インストールについてはROS講座02 インストールを参照してください。

またこの記事のプログラムはgithubにアップロードされています。ROS講座11 gitリポジトリを参照してください。


概要

ロボットの下回りの特にアクチュエーターは自作をする必要があるのが現状です。今回はmbedを用います。Arduinoほどはメジャーではありませんが、Arduinoで使われるAVRよりもIOなどの性能が高いARMベースのコアを使ったマイコンプラットフォームです。この記事では


  • カスタムmbedボードの作り方

  • mbed用のソースコードのオフラインでのビルド

  • カスタムmbedに書き込む方法

  • mbedでrosserialを使う方法

を説明します。


カスタムmbedボードの作り方

青mbedが一番メジャーですが、ロボット用としては自分で基板を起こしたくなります。そんな時はICだけを買って自分で基板を作りましょう。

接続
ピン番号

3.3V
10, 12, 19, 28, 42, 54, 71, 84, 96

GND
11, 15, 31, 41, 55, 72, 83, 97

水晶
22, 23

リセットIC
17

書き込みにはシリアル通信を使います。USBシリアル変換を使うとよいです。RTSとDTRはリセット&bootモードに入る設定を行うものです。

USBシリアル
LPC1768

TxD
99

RxD
98

RTS
53

DTR
17


mbed用のソースコードをオフラインでのビルド

platformioを用いてビルドをすることができます。platformio boards|grep lpc1768でplatformioでlpc1768が対応推しているか見れます。(結果はlpc1768 LPC1768 96MHz 512KB 64KB NXP mbed LPC1768ともう一行出る)


初期設定

roscd hard_lecture/platformio/mbed01 #プロジェクトのディレクトリに移動

platformio init -b lpc1768

ソースコードを編集します。これのプログラムはオンラインのコンパイラと同様に書けます。

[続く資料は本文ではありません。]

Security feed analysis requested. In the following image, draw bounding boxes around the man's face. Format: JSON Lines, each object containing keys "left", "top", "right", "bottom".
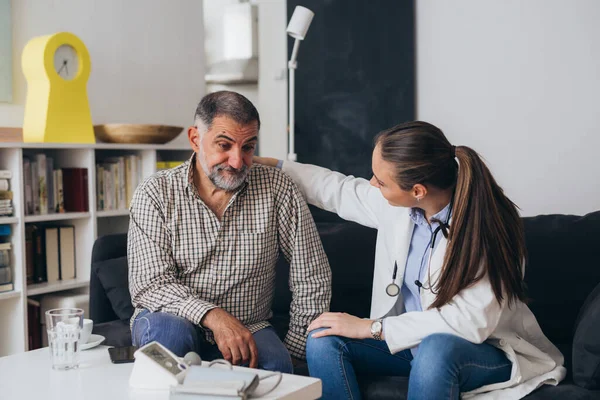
{"left": 189, "top": 115, "right": 258, "bottom": 191}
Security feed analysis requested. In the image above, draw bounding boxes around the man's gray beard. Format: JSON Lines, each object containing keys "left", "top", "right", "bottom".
{"left": 198, "top": 153, "right": 249, "bottom": 192}
{"left": 208, "top": 164, "right": 249, "bottom": 191}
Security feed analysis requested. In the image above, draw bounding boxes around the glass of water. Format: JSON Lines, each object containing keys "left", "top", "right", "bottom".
{"left": 45, "top": 308, "right": 84, "bottom": 370}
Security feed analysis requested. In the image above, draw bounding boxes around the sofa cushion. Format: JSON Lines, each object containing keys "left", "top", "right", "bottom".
{"left": 522, "top": 211, "right": 600, "bottom": 346}
{"left": 92, "top": 256, "right": 134, "bottom": 321}
{"left": 573, "top": 282, "right": 600, "bottom": 389}
{"left": 272, "top": 221, "right": 377, "bottom": 318}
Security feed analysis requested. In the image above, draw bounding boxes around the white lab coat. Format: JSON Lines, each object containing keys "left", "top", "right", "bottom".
{"left": 282, "top": 161, "right": 566, "bottom": 399}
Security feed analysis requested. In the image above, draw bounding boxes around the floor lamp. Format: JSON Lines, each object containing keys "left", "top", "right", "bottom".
{"left": 286, "top": 6, "right": 314, "bottom": 161}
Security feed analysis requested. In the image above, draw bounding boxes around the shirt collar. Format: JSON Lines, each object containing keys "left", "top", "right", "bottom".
{"left": 409, "top": 202, "right": 451, "bottom": 228}
{"left": 185, "top": 153, "right": 249, "bottom": 200}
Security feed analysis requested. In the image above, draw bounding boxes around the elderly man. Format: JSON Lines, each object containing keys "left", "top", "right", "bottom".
{"left": 128, "top": 91, "right": 331, "bottom": 373}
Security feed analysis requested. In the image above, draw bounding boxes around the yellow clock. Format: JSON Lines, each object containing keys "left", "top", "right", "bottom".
{"left": 22, "top": 32, "right": 95, "bottom": 143}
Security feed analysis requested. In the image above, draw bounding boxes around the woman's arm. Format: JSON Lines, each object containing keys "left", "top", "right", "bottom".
{"left": 254, "top": 157, "right": 387, "bottom": 229}
{"left": 383, "top": 271, "right": 503, "bottom": 353}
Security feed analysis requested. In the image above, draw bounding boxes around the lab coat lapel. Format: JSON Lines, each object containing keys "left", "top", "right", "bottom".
{"left": 394, "top": 216, "right": 414, "bottom": 286}
{"left": 423, "top": 234, "right": 448, "bottom": 292}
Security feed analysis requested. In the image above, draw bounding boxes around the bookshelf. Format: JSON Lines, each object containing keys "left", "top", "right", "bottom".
{"left": 0, "top": 142, "right": 191, "bottom": 356}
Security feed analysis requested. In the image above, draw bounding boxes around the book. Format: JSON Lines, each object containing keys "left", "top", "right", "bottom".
{"left": 0, "top": 242, "right": 10, "bottom": 250}
{"left": 59, "top": 226, "right": 76, "bottom": 280}
{"left": 54, "top": 169, "right": 64, "bottom": 213}
{"left": 103, "top": 167, "right": 113, "bottom": 210}
{"left": 62, "top": 168, "right": 89, "bottom": 212}
{"left": 0, "top": 253, "right": 10, "bottom": 268}
{"left": 168, "top": 161, "right": 185, "bottom": 168}
{"left": 44, "top": 227, "right": 60, "bottom": 283}
{"left": 25, "top": 226, "right": 34, "bottom": 284}
{"left": 35, "top": 154, "right": 48, "bottom": 214}
{"left": 0, "top": 282, "right": 14, "bottom": 293}
{"left": 23, "top": 159, "right": 33, "bottom": 215}
{"left": 47, "top": 157, "right": 55, "bottom": 214}
{"left": 31, "top": 160, "right": 39, "bottom": 214}
{"left": 27, "top": 298, "right": 42, "bottom": 350}
{"left": 32, "top": 225, "right": 47, "bottom": 283}
{"left": 0, "top": 225, "right": 11, "bottom": 236}
{"left": 0, "top": 170, "right": 12, "bottom": 179}
{"left": 0, "top": 250, "right": 9, "bottom": 268}
{"left": 0, "top": 265, "right": 12, "bottom": 284}
{"left": 0, "top": 179, "right": 8, "bottom": 191}
{"left": 125, "top": 157, "right": 132, "bottom": 208}
{"left": 0, "top": 190, "right": 12, "bottom": 200}
{"left": 96, "top": 165, "right": 104, "bottom": 210}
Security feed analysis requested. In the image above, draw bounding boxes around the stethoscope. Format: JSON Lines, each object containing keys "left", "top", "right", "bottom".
{"left": 385, "top": 204, "right": 452, "bottom": 297}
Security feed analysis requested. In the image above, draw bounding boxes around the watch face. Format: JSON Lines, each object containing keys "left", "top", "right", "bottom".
{"left": 53, "top": 44, "right": 79, "bottom": 80}
{"left": 371, "top": 321, "right": 382, "bottom": 333}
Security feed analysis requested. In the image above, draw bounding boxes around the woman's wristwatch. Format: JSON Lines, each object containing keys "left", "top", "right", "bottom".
{"left": 370, "top": 319, "right": 384, "bottom": 341}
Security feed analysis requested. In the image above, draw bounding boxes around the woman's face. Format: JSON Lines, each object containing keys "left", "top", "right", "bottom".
{"left": 370, "top": 145, "right": 416, "bottom": 207}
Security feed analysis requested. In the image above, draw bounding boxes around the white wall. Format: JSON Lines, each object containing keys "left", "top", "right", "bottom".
{"left": 202, "top": 0, "right": 288, "bottom": 159}
{"left": 255, "top": 0, "right": 288, "bottom": 160}
{"left": 417, "top": 0, "right": 600, "bottom": 216}
{"left": 1, "top": 0, "right": 206, "bottom": 145}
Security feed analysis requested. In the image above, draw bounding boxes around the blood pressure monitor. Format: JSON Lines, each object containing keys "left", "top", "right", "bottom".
{"left": 129, "top": 341, "right": 190, "bottom": 390}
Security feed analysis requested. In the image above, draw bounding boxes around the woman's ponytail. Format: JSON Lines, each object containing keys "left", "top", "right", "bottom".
{"left": 430, "top": 145, "right": 527, "bottom": 309}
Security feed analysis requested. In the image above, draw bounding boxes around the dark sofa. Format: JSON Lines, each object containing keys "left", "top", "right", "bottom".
{"left": 90, "top": 211, "right": 600, "bottom": 399}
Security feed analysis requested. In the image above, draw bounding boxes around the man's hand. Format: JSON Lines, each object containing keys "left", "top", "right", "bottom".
{"left": 202, "top": 308, "right": 259, "bottom": 368}
{"left": 307, "top": 312, "right": 374, "bottom": 340}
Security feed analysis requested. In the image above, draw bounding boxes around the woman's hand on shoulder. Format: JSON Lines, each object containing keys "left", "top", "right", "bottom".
{"left": 253, "top": 156, "right": 280, "bottom": 168}
{"left": 307, "top": 312, "right": 372, "bottom": 339}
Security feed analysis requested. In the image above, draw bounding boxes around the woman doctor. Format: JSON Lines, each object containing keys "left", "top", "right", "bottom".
{"left": 254, "top": 121, "right": 565, "bottom": 400}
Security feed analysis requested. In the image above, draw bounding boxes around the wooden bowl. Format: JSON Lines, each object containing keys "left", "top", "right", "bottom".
{"left": 94, "top": 124, "right": 183, "bottom": 144}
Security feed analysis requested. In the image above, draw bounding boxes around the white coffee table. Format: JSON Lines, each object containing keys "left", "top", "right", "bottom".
{"left": 0, "top": 345, "right": 322, "bottom": 400}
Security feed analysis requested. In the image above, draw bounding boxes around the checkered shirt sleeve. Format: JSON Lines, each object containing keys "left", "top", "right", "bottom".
{"left": 128, "top": 177, "right": 218, "bottom": 327}
{"left": 272, "top": 169, "right": 332, "bottom": 359}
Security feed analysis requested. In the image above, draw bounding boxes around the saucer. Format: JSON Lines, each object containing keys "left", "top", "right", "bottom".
{"left": 81, "top": 334, "right": 105, "bottom": 350}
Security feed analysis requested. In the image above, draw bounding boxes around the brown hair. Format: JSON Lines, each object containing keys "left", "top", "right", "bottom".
{"left": 375, "top": 121, "right": 527, "bottom": 308}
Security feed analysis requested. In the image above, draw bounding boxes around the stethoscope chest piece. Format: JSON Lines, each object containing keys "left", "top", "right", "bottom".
{"left": 386, "top": 282, "right": 400, "bottom": 297}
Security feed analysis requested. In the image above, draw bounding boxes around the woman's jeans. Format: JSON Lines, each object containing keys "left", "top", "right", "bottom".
{"left": 307, "top": 330, "right": 512, "bottom": 400}
{"left": 132, "top": 310, "right": 293, "bottom": 373}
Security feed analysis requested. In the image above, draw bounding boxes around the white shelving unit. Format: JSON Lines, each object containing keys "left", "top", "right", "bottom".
{"left": 0, "top": 142, "right": 191, "bottom": 356}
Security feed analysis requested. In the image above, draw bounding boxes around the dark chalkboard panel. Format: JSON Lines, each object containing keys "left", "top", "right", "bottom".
{"left": 287, "top": 0, "right": 415, "bottom": 221}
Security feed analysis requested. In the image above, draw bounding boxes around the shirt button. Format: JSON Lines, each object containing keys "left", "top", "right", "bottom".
{"left": 499, "top": 339, "right": 507, "bottom": 347}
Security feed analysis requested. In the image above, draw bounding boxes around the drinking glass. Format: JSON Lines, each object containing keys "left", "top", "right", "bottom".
{"left": 45, "top": 308, "right": 84, "bottom": 370}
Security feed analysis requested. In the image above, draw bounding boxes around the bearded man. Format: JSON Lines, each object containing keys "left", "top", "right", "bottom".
{"left": 127, "top": 91, "right": 331, "bottom": 373}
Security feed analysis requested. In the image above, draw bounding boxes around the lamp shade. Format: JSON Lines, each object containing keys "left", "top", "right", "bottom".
{"left": 286, "top": 6, "right": 314, "bottom": 40}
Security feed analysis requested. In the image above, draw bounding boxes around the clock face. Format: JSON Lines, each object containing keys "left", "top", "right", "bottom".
{"left": 53, "top": 44, "right": 79, "bottom": 80}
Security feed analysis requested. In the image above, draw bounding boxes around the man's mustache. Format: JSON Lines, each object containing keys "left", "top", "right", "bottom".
{"left": 213, "top": 164, "right": 248, "bottom": 174}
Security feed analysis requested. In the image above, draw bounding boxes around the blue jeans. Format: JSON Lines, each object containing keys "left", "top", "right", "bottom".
{"left": 132, "top": 310, "right": 293, "bottom": 373}
{"left": 307, "top": 330, "right": 512, "bottom": 400}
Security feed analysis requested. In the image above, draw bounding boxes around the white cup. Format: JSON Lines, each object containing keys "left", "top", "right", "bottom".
{"left": 80, "top": 319, "right": 93, "bottom": 345}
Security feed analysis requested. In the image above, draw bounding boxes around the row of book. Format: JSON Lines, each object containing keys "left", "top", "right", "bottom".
{"left": 0, "top": 170, "right": 13, "bottom": 217}
{"left": 96, "top": 155, "right": 143, "bottom": 211}
{"left": 23, "top": 155, "right": 89, "bottom": 215}
{"left": 0, "top": 224, "right": 13, "bottom": 293}
{"left": 26, "top": 225, "right": 76, "bottom": 285}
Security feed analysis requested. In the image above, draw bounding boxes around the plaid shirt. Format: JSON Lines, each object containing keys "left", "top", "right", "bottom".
{"left": 128, "top": 155, "right": 331, "bottom": 358}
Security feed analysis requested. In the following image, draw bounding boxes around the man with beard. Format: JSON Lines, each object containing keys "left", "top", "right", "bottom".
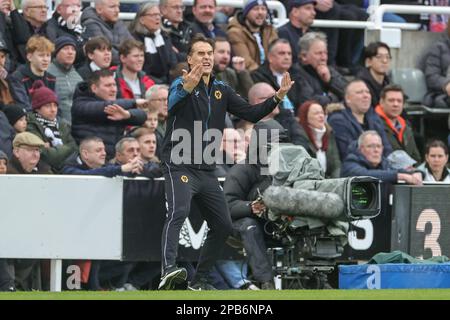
{"left": 191, "top": 0, "right": 226, "bottom": 39}
{"left": 158, "top": 34, "right": 293, "bottom": 290}
{"left": 213, "top": 37, "right": 253, "bottom": 99}
{"left": 227, "top": 0, "right": 278, "bottom": 71}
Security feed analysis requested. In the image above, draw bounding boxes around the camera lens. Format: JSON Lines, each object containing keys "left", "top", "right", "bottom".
{"left": 351, "top": 182, "right": 374, "bottom": 210}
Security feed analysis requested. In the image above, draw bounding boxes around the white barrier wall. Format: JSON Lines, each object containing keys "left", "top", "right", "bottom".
{"left": 0, "top": 175, "right": 124, "bottom": 260}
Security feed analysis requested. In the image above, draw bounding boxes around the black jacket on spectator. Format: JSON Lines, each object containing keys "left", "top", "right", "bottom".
{"left": 9, "top": 10, "right": 47, "bottom": 65}
{"left": 0, "top": 12, "right": 18, "bottom": 70}
{"left": 132, "top": 30, "right": 178, "bottom": 84}
{"left": 10, "top": 64, "right": 56, "bottom": 111}
{"left": 251, "top": 63, "right": 302, "bottom": 109}
{"left": 273, "top": 108, "right": 311, "bottom": 151}
{"left": 71, "top": 82, "right": 147, "bottom": 159}
{"left": 191, "top": 19, "right": 227, "bottom": 39}
{"left": 357, "top": 67, "right": 390, "bottom": 108}
{"left": 295, "top": 64, "right": 347, "bottom": 107}
{"left": 76, "top": 63, "right": 97, "bottom": 81}
{"left": 162, "top": 19, "right": 194, "bottom": 60}
{"left": 0, "top": 109, "right": 14, "bottom": 158}
{"left": 46, "top": 12, "right": 86, "bottom": 68}
{"left": 277, "top": 21, "right": 307, "bottom": 64}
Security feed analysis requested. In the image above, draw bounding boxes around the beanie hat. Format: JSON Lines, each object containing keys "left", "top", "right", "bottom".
{"left": 53, "top": 36, "right": 77, "bottom": 57}
{"left": 3, "top": 104, "right": 27, "bottom": 126}
{"left": 30, "top": 80, "right": 58, "bottom": 110}
{"left": 243, "top": 0, "right": 268, "bottom": 18}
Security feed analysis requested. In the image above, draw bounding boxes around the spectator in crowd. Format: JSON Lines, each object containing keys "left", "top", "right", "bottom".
{"left": 1, "top": 132, "right": 51, "bottom": 291}
{"left": 248, "top": 82, "right": 310, "bottom": 149}
{"left": 47, "top": 36, "right": 83, "bottom": 124}
{"left": 9, "top": 0, "right": 49, "bottom": 64}
{"left": 277, "top": 0, "right": 316, "bottom": 64}
{"left": 114, "top": 39, "right": 155, "bottom": 99}
{"left": 296, "top": 32, "right": 347, "bottom": 107}
{"left": 131, "top": 127, "right": 159, "bottom": 163}
{"left": 297, "top": 100, "right": 341, "bottom": 178}
{"left": 145, "top": 84, "right": 169, "bottom": 140}
{"left": 161, "top": 0, "right": 194, "bottom": 58}
{"left": 215, "top": 127, "right": 246, "bottom": 177}
{"left": 422, "top": 22, "right": 450, "bottom": 108}
{"left": 417, "top": 139, "right": 450, "bottom": 182}
{"left": 141, "top": 105, "right": 159, "bottom": 133}
{"left": 0, "top": 107, "right": 14, "bottom": 158}
{"left": 227, "top": 0, "right": 278, "bottom": 71}
{"left": 328, "top": 80, "right": 393, "bottom": 161}
{"left": 214, "top": 37, "right": 254, "bottom": 99}
{"left": 0, "top": 37, "right": 18, "bottom": 107}
{"left": 27, "top": 80, "right": 77, "bottom": 172}
{"left": 0, "top": 149, "right": 7, "bottom": 174}
{"left": 3, "top": 104, "right": 27, "bottom": 134}
{"left": 71, "top": 69, "right": 147, "bottom": 160}
{"left": 357, "top": 42, "right": 392, "bottom": 108}
{"left": 375, "top": 85, "right": 421, "bottom": 163}
{"left": 81, "top": 0, "right": 132, "bottom": 65}
{"left": 191, "top": 0, "right": 227, "bottom": 39}
{"left": 341, "top": 130, "right": 423, "bottom": 185}
{"left": 11, "top": 35, "right": 56, "bottom": 111}
{"left": 46, "top": 0, "right": 86, "bottom": 67}
{"left": 77, "top": 36, "right": 112, "bottom": 81}
{"left": 0, "top": 4, "right": 16, "bottom": 69}
{"left": 252, "top": 38, "right": 300, "bottom": 111}
{"left": 130, "top": 2, "right": 178, "bottom": 84}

hard_lecture/platformio/mbed01/src/main.cpp

#include "mbed.h"

#define SRSG_LED0 P0_16
#define SRSG_TX0 P0_2
#define SRSG_RX0 P0_3

DigitalOut l0(SRSG_LED0);
Serial pc(SRSG_TX0,SRSG_RX0);

int main() {
pc.baud(1000000);
while (true) {
l0 = !l0;
wait(500);
pc.printf("hellow mbed!\n");
}
}


最後にコンパイルです。


ビルドの実行

platformio run


これでhard_lecture/platformio/mbed01/.pioenvs/lpc1768/firmware.binにビルド済みのバイナリが生成されます。


カスタムmbedに書き込む方法

通常のmbedならplatformioでuploadオプションを付けると自動でダウンロードしてくれますが、カスタムmbedではそうはいきません。lpc21ispで書き込みを行います。


lpc21ispのインストール

sudo apt-get install lpc21isp


/dev/ttyUSB0にカスタムmbed用のライターがついているとします。


lpc21ispの書き込み

roscd hard_lecture/platformio/mbed01/.pioenvs/lpc1768/ 

sudo lpc21isp -control -bin firmware.bin /dev/ttyUSB0 115200 12000

わざわざ別のコマンドを打つのは面倒ですので、すべてplatformio runでやってくれるように設定を変えましょう。


hard_lecture/platformio/mbed01/platformio.iniに追加

[env:lpc1768]

platform = nxplpc
board = lpc1768
framework = mbed

targets = upload # デフォルトで書き込みを行う
extra_scripts = pre:lpc21isp_script.py # カスタム書き込みコマンドのロード
upload_protocol = custom # 標準ではなくカスタムの書き込みを行う
upload_port = /dev/ttyUSB0 # 書き込み先のポートの設定


以下のファイルを追加します。


hard_lecture/platformio/mbed01/lpc21isp_script.py

Import("env")

print("load lpc21")

env.Replace(
UPLOADCMD="lpc21isp -control -bin $SOURCE $UPLOAD_PORT 115200 12000"
)


これでplatformio runでコンパイルから書き込みまですべてをおこなえます。


mbedでrtosライブラリを使う

強力なmbedのライブラリとしてrtosがあります(逆にこれがないとプログラムがだいぶ難しい)。これは標準の設定だとplatformioでは使えません。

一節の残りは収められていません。